An AI speed test shows clever coders can still beat tech giants like Google and Intel | 7wData

There is a common narrative in the world of AI that bigger is better. To train the fastest algorithms, they say, you need the most expansive datasets and the beefiest processors. Just look at Facebook’s announcement last week that it created one of the most accurate object recognition systems in the world using a dataset of 3.5 billion images. (All taken from Instagram, naturally.) This narrative benefits tech giants, helping them attract talent and investment, but a recent AI competition organized by Stanford University shows the conventional wisdom isn’t always true. Fittingly enough for the field of artificial intelligence, it turns out brains can still beat brawn.

The proof comes from the DAWNBench challenge, which was announced by Stanford researchers last November and the winners declared last week. Think of DAWNBench as an athletics meet for AI engineers, with hurdles and long jump replaced by tasks like object recognition and reading comprehension. Teams and individuals from universities, government departments, and industry competed to design the best algorithms, with Stanford’s researchers acting as adjudicators. Each entry had to meet basic accuracy standards (for example, recognizing 93 percent of dogs in a given dataset) and was judged on metrics like how long it took to train an algorithm and how much it cost.

These metrics were chosen to reflect the real-world demands of AI, explain Stanford’s Matei Zaharia and Cody Coleman. “By measuring the cost [...] you can find out if you’re a smaller group if you need Google-level infrastructure to compete,” Zaharia tells The Verge. And by measuring training speed, you know how long it takes to implement an AI solution. In other words, these metrics help us judge whether small teams can take on the tech giants.

The results don’t give a straightforward answer, but they suggest that raw computing power isn’t the be-all and end-all for AI success. Ingenuity in how you design your algorithms counts for at least as much. While big tech companies like Google and Intel had predictably strong showings in a number of tasks, smaller teams (and even individuals) ranked highly by using unusual and little-known techniques.

Take, for example, one of DAWNBench’s object recognition challenges, which required teams to train an algorithm that could identify items in a picture database called CIFAR-10. Databases like this are common in AI, and are used for research and experimentation. CIFAR-10 is a relatively old example, but mirrors the sort of data a real company might expect to deal with.
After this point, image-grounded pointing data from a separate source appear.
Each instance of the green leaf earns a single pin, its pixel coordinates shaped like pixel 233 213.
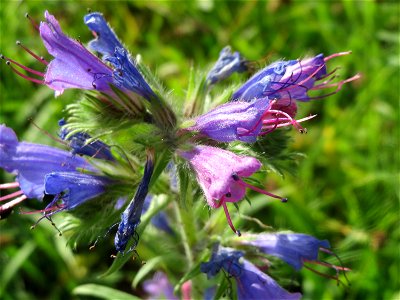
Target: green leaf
pixel 12 267
pixel 146 269
pixel 102 292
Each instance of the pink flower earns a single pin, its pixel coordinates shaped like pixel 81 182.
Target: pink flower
pixel 220 172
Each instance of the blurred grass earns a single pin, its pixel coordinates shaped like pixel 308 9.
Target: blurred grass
pixel 346 190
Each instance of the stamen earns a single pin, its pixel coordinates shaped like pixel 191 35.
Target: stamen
pixel 12 203
pixel 283 124
pixel 52 210
pixel 12 195
pixel 23 75
pixel 41 59
pixel 34 24
pixel 47 133
pixel 10 185
pixel 22 66
pixel 254 188
pixel 292 121
pixel 336 55
pixel 228 217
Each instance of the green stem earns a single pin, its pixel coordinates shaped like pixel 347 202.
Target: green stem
pixel 183 233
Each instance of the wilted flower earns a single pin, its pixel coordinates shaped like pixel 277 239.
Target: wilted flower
pixel 130 218
pixel 250 281
pixel 159 287
pixel 220 172
pixel 227 64
pixel 42 170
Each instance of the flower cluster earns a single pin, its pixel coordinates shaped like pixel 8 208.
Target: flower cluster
pixel 128 133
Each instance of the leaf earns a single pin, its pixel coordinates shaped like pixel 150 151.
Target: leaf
pixel 102 292
pixel 143 271
pixel 14 264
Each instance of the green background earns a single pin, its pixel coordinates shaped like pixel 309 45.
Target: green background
pixel 346 189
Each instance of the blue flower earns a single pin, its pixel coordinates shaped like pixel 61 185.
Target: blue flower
pixel 291 78
pixel 31 162
pixel 128 76
pixel 250 281
pixel 44 171
pixel 79 145
pixel 73 65
pixel 295 248
pixel 106 41
pixel 227 64
pixel 159 220
pixel 130 218
pixel 233 121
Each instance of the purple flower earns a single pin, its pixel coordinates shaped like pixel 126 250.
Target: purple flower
pixel 79 145
pixel 287 81
pixel 250 281
pixel 233 121
pixel 106 41
pixel 227 64
pixel 73 65
pixel 125 73
pixel 31 162
pixel 294 248
pixel 220 172
pixel 159 287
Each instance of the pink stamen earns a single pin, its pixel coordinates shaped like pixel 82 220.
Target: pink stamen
pixel 23 75
pixel 12 203
pixel 34 24
pixel 41 59
pixel 228 218
pixel 338 85
pixel 10 185
pixel 12 195
pixel 23 67
pixel 49 209
pixel 292 121
pixel 336 55
pixel 254 188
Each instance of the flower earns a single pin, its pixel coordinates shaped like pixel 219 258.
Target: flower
pixel 227 64
pixel 106 41
pixel 128 76
pixel 243 121
pixel 31 162
pixel 73 65
pixel 78 143
pixel 125 73
pixel 250 281
pixel 286 81
pixel 44 171
pixel 295 248
pixel 159 287
pixel 130 218
pixel 220 172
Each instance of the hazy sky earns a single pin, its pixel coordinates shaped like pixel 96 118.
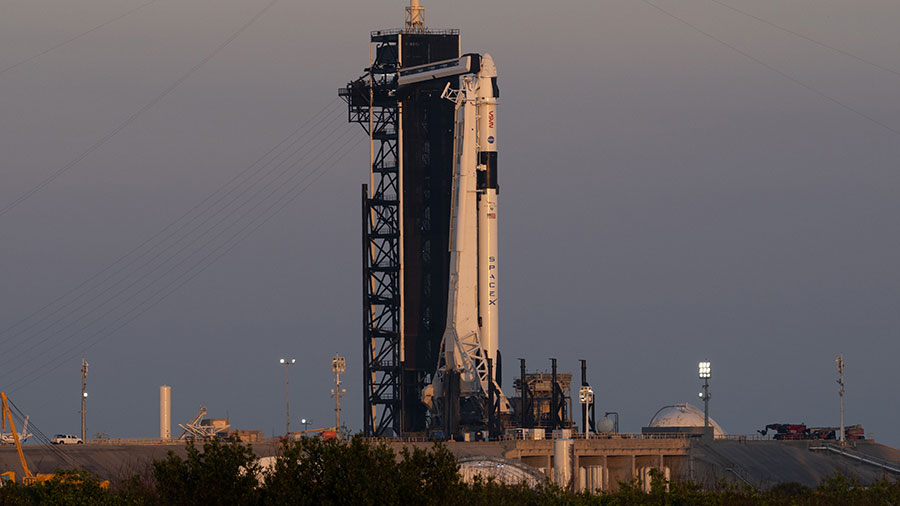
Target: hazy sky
pixel 672 190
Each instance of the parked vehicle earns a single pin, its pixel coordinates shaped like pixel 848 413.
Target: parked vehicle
pixel 66 439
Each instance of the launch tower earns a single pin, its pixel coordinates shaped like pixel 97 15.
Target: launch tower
pixel 405 221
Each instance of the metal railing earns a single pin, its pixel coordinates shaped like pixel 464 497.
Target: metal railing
pixel 853 454
pixel 428 31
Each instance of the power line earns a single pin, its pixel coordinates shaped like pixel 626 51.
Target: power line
pixel 197 208
pixel 161 294
pixel 773 69
pixel 807 38
pixel 117 297
pixel 131 119
pixel 174 228
pixel 73 39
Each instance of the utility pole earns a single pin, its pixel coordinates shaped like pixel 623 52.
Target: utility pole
pixel 338 366
pixel 840 362
pixel 83 411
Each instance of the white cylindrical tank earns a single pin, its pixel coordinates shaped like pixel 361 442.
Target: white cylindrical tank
pixel 562 462
pixel 165 412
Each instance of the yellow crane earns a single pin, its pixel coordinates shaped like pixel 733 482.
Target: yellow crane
pixel 29 478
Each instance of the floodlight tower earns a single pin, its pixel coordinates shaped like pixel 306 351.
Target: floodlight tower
pixel 840 363
pixel 287 399
pixel 338 366
pixel 84 367
pixel 705 373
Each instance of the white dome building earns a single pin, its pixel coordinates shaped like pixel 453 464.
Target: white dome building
pixel 683 415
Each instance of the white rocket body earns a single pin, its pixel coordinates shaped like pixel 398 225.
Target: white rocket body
pixel 471 336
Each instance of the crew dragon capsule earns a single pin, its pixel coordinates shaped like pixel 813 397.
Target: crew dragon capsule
pixel 471 335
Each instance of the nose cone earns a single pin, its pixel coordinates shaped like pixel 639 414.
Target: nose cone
pixel 488 69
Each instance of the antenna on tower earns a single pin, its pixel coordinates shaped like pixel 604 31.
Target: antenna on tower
pixel 415 17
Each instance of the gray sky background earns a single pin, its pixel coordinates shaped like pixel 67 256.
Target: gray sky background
pixel 665 198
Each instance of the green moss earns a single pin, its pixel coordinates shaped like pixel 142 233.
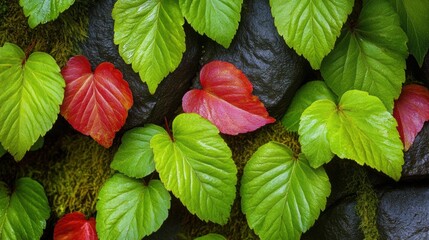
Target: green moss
pixel 243 146
pixel 60 38
pixel 72 172
pixel 366 206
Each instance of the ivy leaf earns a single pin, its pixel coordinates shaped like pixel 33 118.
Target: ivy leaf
pixel 314 137
pixel 24 211
pixel 95 104
pixel 218 19
pixel 75 226
pixel 134 157
pixel 43 11
pixel 226 100
pixel 411 112
pixel 369 56
pixel 304 97
pixel 280 195
pixel 32 91
pixel 129 209
pixel 211 236
pixel 358 128
pixel 2 150
pixel 414 18
pixel 311 27
pixel 197 167
pixel 150 36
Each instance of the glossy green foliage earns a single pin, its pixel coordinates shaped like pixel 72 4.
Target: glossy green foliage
pixel 32 91
pixel 370 54
pixel 130 209
pixel 359 128
pixel 43 11
pixel 282 195
pixel 218 19
pixel 414 20
pixel 195 163
pixel 23 210
pixel 150 36
pixel 134 157
pixel 311 27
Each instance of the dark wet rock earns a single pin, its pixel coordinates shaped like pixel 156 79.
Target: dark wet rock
pixel 337 223
pixel 417 157
pixel 404 213
pixel 147 108
pixel 275 70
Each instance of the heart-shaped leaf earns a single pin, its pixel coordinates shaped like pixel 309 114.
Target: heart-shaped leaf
pixel 150 36
pixel 218 19
pixel 42 11
pixel 311 27
pixel 226 100
pixel 128 208
pixel 359 128
pixel 414 19
pixel 411 112
pixel 196 165
pixel 282 196
pixel 23 210
pixel 32 90
pixel 370 54
pixel 134 157
pixel 95 104
pixel 304 97
pixel 75 226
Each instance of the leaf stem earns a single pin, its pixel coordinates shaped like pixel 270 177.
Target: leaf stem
pixel 167 127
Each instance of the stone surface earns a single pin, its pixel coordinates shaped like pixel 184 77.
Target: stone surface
pixel 337 223
pixel 147 108
pixel 417 157
pixel 275 70
pixel 404 213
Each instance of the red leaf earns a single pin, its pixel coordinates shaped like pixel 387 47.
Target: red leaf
pixel 95 104
pixel 226 100
pixel 75 226
pixel 411 111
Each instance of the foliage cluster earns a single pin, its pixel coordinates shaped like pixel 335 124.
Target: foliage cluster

It contains 60,000 small images, just 32 pixels by 32 pixels in size, with each picture falling into one of ten categories such as “dog,” “frog,” “ship,” or “truck.”

In DAWNBench’s league tables, the top three spots for fastest and cheapest algorithms to train were all taken by researchers affiliated with one group: Fast.AI. Fast.AI isn’t a big research lab, but a non-profit group that creates learning resources and is dedicated to making deep learning “accessible to all.” The institute’s co-founder, entrepreneur and data scientist Jeremy Howard, tells The Verge that his students’ victory was down to thinking creatively, and that this shows that anyone can “get world class results using basic resources.”

Howard explains that in order to create an algorithm for solving CIFAR, Fast.AI’s group turned to a relatively unknown technique known as “super convergence.” This wasn’t developed by a well-funded tech company or published in a big journal, but was created and self-published by a single engineer named Leslie Smith working at the Naval Research Laboratory.

Essentially, super convergence works by slowly increasing the flow of data used to train an algorithm. Think of it like this, if you were teaching someone to identify trees, you wouldn’t start by showing them a forest. Instead, you’d introduce information to them slowly, starting by teaching them what individual species and leaves look like.